Dr. Krishna Gomadam, facebook
Title: Role of Licensed and Unlicensed Millimeter Wave in delivering the Promise of 5G
Abstract:
The perception of what it takes to be “connected” is rapidly emerging; from text to photos to video to 360 videos with VR/AR. Each level of immersion is built on the new generation of wireless technology from 2G, to 3G, to 4G and now 5G. The monthly data consumption “per sq-km” in urban centers across the globe is expected to be in the range of 100s of Terabytes by 2021. In order to meet this massive data demand “per sq-km”, extremely dense telecom networks are essential. The existing network infrastructure and deployment approaches will be challenged to meet such needs. Utilizing mmWave networks has several promising advantages over fiber for that last few hundred meters or a km. It is more affordable, requires a lower up-front investment, and deployment costs. Furthermore there is a time to market advantage. mmWave networks can be planned and deployed quickly. They are also more easy to maintain.

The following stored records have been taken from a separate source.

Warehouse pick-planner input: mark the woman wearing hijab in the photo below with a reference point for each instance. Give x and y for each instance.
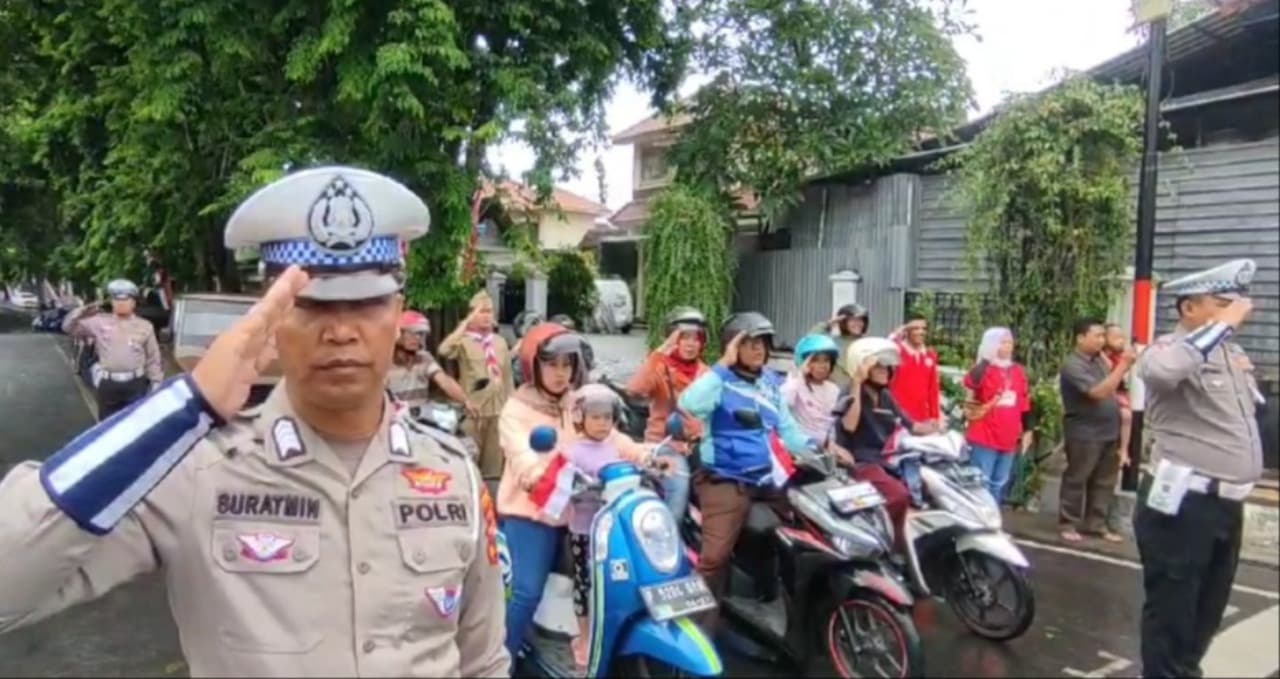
(997, 410)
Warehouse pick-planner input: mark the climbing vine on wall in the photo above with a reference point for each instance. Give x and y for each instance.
(1051, 214)
(689, 259)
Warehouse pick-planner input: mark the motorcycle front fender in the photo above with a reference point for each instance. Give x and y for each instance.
(997, 545)
(679, 643)
(873, 580)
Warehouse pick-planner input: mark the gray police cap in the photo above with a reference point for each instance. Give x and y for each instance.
(122, 288)
(1229, 281)
(344, 226)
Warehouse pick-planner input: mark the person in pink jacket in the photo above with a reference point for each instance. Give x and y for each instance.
(556, 360)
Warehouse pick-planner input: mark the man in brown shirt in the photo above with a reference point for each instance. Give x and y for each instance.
(484, 368)
(128, 355)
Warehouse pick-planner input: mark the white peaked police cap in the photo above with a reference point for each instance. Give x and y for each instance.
(344, 226)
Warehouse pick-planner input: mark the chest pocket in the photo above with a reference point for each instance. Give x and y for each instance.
(266, 584)
(435, 568)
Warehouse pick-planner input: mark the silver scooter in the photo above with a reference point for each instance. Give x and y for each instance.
(956, 547)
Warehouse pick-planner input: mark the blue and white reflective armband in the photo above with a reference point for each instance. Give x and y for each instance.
(106, 470)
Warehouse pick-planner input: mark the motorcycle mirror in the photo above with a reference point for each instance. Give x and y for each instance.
(676, 425)
(749, 418)
(542, 438)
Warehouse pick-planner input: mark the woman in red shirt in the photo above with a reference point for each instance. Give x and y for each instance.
(997, 410)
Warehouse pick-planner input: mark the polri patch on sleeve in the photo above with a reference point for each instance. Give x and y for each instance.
(430, 513)
(288, 442)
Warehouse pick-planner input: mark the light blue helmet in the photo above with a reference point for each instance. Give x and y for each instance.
(817, 343)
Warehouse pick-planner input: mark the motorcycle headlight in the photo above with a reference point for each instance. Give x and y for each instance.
(656, 532)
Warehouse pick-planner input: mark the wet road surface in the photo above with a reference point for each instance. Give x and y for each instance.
(1087, 620)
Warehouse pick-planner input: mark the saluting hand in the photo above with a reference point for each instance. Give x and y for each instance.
(238, 355)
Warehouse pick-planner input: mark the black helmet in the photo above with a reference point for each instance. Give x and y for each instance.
(563, 319)
(524, 320)
(684, 318)
(753, 323)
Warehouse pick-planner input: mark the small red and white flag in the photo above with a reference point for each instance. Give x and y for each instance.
(784, 466)
(554, 488)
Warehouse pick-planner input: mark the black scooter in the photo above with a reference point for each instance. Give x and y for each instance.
(842, 609)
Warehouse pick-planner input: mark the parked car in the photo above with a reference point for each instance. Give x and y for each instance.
(613, 308)
(200, 318)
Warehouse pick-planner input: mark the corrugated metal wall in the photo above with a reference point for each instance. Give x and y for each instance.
(865, 228)
(1215, 204)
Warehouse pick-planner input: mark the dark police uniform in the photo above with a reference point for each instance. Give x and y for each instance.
(279, 559)
(1207, 451)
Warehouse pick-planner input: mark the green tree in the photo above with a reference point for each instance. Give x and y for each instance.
(800, 89)
(688, 259)
(1046, 188)
(146, 122)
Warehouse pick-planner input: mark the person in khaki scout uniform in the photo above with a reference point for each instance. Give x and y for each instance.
(128, 355)
(318, 534)
(484, 365)
(1206, 456)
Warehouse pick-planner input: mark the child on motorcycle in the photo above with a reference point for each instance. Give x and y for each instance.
(557, 364)
(740, 461)
(595, 413)
(809, 390)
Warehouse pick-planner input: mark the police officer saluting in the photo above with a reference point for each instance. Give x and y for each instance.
(128, 355)
(315, 534)
(1207, 455)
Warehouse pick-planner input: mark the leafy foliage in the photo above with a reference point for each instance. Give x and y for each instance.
(140, 124)
(689, 260)
(1046, 188)
(570, 283)
(803, 89)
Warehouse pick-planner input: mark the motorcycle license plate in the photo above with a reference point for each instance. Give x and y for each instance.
(854, 497)
(677, 598)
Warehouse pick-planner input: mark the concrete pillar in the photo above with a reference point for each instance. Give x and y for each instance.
(535, 292)
(493, 285)
(844, 288)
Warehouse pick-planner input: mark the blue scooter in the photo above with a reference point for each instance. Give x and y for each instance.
(643, 588)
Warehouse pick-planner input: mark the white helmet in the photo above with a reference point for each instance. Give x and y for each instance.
(595, 399)
(885, 351)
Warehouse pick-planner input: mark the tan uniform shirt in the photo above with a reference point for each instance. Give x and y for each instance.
(412, 383)
(277, 560)
(1201, 410)
(472, 367)
(123, 345)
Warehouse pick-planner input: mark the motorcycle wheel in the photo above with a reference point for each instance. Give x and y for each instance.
(974, 591)
(645, 668)
(867, 629)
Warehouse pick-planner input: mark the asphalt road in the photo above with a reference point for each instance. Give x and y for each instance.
(1087, 605)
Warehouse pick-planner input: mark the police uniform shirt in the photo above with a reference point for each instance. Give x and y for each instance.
(278, 560)
(1200, 405)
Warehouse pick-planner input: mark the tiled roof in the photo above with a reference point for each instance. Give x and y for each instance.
(658, 122)
(519, 196)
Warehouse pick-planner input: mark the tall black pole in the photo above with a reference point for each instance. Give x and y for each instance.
(1144, 251)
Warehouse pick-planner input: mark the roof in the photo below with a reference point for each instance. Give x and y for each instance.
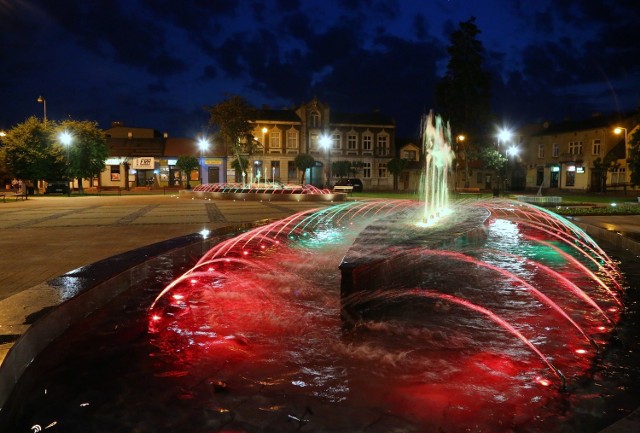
(594, 122)
(277, 116)
(180, 147)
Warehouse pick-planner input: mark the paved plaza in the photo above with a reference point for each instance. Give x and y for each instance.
(45, 237)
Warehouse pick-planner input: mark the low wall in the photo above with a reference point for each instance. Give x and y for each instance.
(539, 199)
(263, 196)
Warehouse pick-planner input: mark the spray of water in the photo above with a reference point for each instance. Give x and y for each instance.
(436, 146)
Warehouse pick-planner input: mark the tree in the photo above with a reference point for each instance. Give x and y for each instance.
(186, 164)
(463, 95)
(396, 166)
(233, 118)
(30, 151)
(494, 160)
(86, 148)
(302, 162)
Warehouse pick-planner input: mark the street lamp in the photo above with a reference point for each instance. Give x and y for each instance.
(460, 147)
(504, 136)
(325, 143)
(203, 144)
(66, 138)
(264, 145)
(618, 130)
(44, 106)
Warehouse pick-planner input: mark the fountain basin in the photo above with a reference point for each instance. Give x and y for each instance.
(239, 383)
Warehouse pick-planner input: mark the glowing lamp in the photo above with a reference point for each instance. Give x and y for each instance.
(542, 381)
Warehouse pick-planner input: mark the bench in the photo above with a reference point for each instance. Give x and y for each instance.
(343, 188)
(20, 194)
(468, 190)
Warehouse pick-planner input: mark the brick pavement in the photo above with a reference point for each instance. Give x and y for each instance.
(45, 237)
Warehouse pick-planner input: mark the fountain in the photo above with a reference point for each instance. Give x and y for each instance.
(262, 191)
(371, 316)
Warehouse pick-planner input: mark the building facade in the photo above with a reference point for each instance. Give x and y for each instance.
(586, 155)
(367, 141)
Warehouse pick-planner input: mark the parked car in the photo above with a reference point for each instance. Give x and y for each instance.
(57, 187)
(351, 181)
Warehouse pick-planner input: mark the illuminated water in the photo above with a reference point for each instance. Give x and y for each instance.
(251, 339)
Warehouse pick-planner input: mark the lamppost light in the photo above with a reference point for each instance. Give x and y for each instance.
(65, 138)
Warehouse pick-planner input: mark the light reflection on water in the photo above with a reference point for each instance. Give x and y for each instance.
(267, 348)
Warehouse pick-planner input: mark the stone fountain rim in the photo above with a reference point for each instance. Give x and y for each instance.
(57, 321)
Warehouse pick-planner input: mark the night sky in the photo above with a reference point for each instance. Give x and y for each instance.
(157, 63)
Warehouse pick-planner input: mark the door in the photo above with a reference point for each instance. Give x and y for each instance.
(214, 174)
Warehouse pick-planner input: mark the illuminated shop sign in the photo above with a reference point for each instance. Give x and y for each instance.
(145, 163)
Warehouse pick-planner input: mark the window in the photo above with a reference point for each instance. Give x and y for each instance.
(571, 177)
(367, 141)
(115, 172)
(274, 140)
(315, 119)
(382, 145)
(539, 176)
(314, 140)
(411, 155)
(575, 147)
(595, 147)
(292, 139)
(336, 141)
(275, 170)
(382, 169)
(366, 169)
(618, 175)
(352, 141)
(292, 171)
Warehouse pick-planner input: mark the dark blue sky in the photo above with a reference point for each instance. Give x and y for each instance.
(156, 63)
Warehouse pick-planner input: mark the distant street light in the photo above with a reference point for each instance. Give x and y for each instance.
(460, 150)
(44, 106)
(325, 143)
(203, 144)
(504, 136)
(618, 130)
(264, 145)
(66, 138)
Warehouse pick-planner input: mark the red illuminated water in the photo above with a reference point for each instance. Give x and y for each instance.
(485, 341)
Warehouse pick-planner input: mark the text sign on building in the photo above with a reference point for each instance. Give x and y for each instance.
(146, 163)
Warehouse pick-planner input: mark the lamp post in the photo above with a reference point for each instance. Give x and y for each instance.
(203, 144)
(264, 145)
(618, 130)
(504, 136)
(44, 106)
(325, 143)
(66, 138)
(460, 149)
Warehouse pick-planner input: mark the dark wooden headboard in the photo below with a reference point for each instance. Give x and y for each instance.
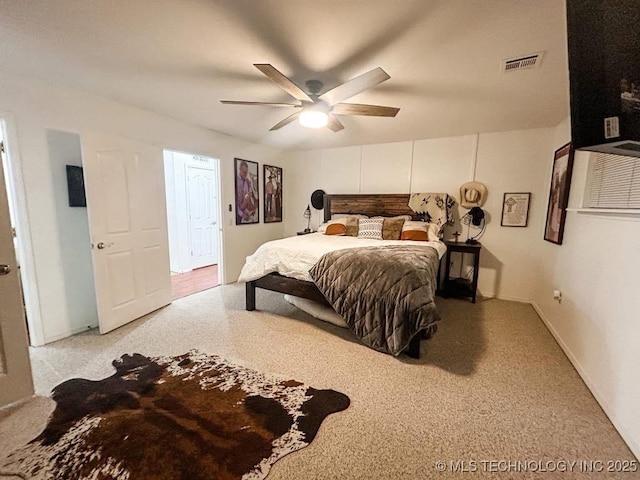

Various design challenges and solutions for mmWave networks will also be discussed.

Speaker Biography:
Krishna Gomadam is currently a Wireless Systems Architect at Facebook where he is a technical lead for the mmWave wireless distribution network program (Terragraph). Previously he has had various stints at Marvell Semiconductor. Broadcom, and Qualcomm working on various aspects of LTE and LTE-Advanced modem design. Dr. Gomadam has made several contributions that are essential to 3GPP Releases 10 & 11. He has also made fundamental contributions to IEEE 802.11ay for the fixed wireless use case. He holds more than 75 patents.
Dr. Gomadam received the B.Tech. degree in electronics engineering from the Madras Institute of Technology, India, and the M.S. and Ph.D. degrees in electrical engineering from the University of California (UC), Irvine. He is a recipient of the UC Irvine CPCC graduate fellowship for 2005 and 2006. He received the UC Irvine EECS best paper award in 2007.